When Laban heard that his sister’s son was nearby, he ran out to meet Jacob and hugged and kissed him, and brought him to his house. Jacob stayed with him for a whole month! But it seems he never told Laban that he was on the lam. (Gen. 29:13-15)
“On the lamb?” Ginny asked, puzzled.
“I thought he wanted to be on the shepherdess!” Mark never could resist a good straight line.
“Ginny, ‘on the lam’ without a ‘b’ means he was running away from something, in hiding. And Mark, stop that.”
“OK, OK, it was pretty baa-aaad.”
“Yeah, a sheep shot,” added John.
“Unless you two want to get sheared, zip it and let me finish the story,” chided Shirlee, doing her level best not to laugh at their silly puns.
During the time Jacob had stayed with Laban, he’d been working for him. So, after that first month, Laban asked what Jacob’s wages should be.
Jacob, in love with Rachel, said that he’d work for Laban for seven years in exchange for her hand in marriage. Laban agreed.
The seven years passed in what seemed a matter of days, and Jacob then asked for his wife, Rachel, that he might ‘go in unto her’.

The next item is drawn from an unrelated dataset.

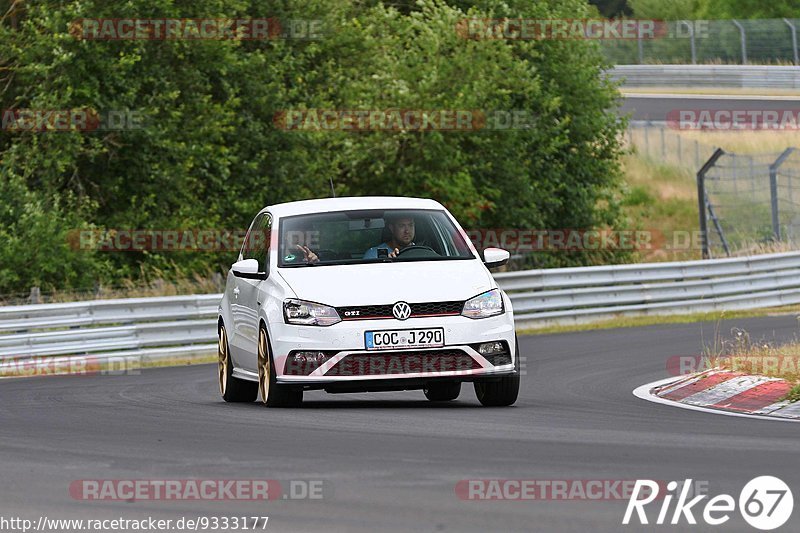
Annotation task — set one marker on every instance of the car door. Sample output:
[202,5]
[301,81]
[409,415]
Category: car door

“Does that mean what I think it means?”
“Yes, Ginny. He waited seven years to have relations with Rachel. That’s how much he loved her!”

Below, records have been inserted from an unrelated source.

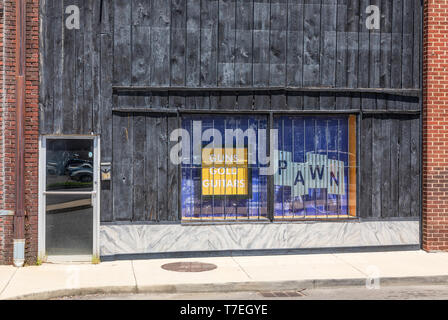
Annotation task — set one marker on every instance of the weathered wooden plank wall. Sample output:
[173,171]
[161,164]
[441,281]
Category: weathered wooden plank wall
[231,43]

“Good thing they had sheep,” Mark giggled.
Shirlee, having heard stories about where syphilis originated (and not knowing those stories weren’t true), replied, “You’d better not say what I think you’re going to say, boy . . .”
Mark, surprised, answered, “I just meant, you know, for the lanolin.”
“To prevent chafing.”
John put his head down on his desk, shaking with silent laughter. Shirlee blushed as red as the cover of her Bible. Ginny looked confused.
“Shirlee, what chafing?”
“Ah, never you mind, Ginny.” Shirlee glared at the grinning Mark, “Never you mind.”

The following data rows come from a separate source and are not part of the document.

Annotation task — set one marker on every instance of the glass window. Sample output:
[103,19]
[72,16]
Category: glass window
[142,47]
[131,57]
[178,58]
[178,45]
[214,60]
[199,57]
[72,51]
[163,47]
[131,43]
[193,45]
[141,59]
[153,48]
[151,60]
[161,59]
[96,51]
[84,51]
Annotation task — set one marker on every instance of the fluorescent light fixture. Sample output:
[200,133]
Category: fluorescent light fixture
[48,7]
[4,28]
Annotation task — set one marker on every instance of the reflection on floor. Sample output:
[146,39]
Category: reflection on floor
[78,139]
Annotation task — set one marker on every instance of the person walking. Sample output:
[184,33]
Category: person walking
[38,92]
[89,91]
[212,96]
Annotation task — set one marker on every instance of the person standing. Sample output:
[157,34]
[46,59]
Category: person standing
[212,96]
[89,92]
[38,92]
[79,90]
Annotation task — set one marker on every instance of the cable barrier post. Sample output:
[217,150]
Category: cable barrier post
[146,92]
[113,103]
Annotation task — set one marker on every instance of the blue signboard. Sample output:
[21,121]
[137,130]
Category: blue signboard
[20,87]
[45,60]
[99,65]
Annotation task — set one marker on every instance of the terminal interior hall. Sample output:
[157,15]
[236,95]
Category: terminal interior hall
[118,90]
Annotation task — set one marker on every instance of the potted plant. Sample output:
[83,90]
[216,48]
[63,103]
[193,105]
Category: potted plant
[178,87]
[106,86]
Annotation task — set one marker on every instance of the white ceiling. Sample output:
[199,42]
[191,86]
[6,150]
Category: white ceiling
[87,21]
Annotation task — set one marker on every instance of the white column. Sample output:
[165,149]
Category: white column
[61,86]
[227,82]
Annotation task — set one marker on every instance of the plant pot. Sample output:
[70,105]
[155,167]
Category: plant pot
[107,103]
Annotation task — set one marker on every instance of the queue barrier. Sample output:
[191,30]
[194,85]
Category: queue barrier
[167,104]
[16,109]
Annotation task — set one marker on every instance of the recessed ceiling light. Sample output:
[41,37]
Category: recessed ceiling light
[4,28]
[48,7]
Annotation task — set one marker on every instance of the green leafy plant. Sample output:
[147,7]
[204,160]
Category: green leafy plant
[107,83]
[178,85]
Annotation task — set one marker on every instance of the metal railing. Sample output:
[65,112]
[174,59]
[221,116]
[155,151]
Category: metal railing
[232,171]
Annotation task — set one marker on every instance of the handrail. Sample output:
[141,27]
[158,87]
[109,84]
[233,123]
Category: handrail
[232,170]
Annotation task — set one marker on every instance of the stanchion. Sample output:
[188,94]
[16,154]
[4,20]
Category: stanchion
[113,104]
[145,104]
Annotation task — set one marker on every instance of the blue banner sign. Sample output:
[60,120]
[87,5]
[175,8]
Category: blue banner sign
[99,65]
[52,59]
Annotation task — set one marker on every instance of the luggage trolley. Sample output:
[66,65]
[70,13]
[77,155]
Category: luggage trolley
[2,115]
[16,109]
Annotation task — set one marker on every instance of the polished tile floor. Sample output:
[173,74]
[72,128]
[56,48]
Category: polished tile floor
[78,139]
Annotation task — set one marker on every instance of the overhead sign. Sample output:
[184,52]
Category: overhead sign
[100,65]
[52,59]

So, Laban got all the men together and had a feast. And he put a veil on his older daughter Leah, and sent her into the tent with Jacob. (Gen. 29:22-23)
“So Jacob worked 7 years for Rachel, and he got Leah instead?” Ginny was getting it.
“That’s right, Ginny! There’s the payback!”
“Not bad, I guess. At least he learned what it was like to get taken advantage of.”
The next morning, Jacob woke up and saw that he was with Leah, not Rachel! He was angry and demanded the wife he’d bargained for, Rachel.
Laban told him that in Haran, it was customary to marry the older daughter before the younger, and that if Jacob gave Leah her week (honeymoon week), he could also marry Rachel right away as long as he stayed and worked for Laban another seven years.
“Ouch! That’s a stiff sentence, another 7 years of servitude!” John was appalled. “What kind of a relative would do that to his own flesh and blood?”
“The Bible doesn’t indicate that Laban was particularly favored of God, John. In fact, later on, you’ll see that Laban also gets some payback!”
Shirlee turned back to her Bible. About to begin reading again, she was stopped by the clanging bell. “Oops. Well, all your tangents have gotten us so far behind that we will have to finish this story next week.”
John was visibly disappointed. “Darnit, I was all ready to hear about Laban getting his! What a dirtbag!”
“John, you can always read it yourself at home during the week.”
“Yeah, that’s an option. I’ll take it under advisement.”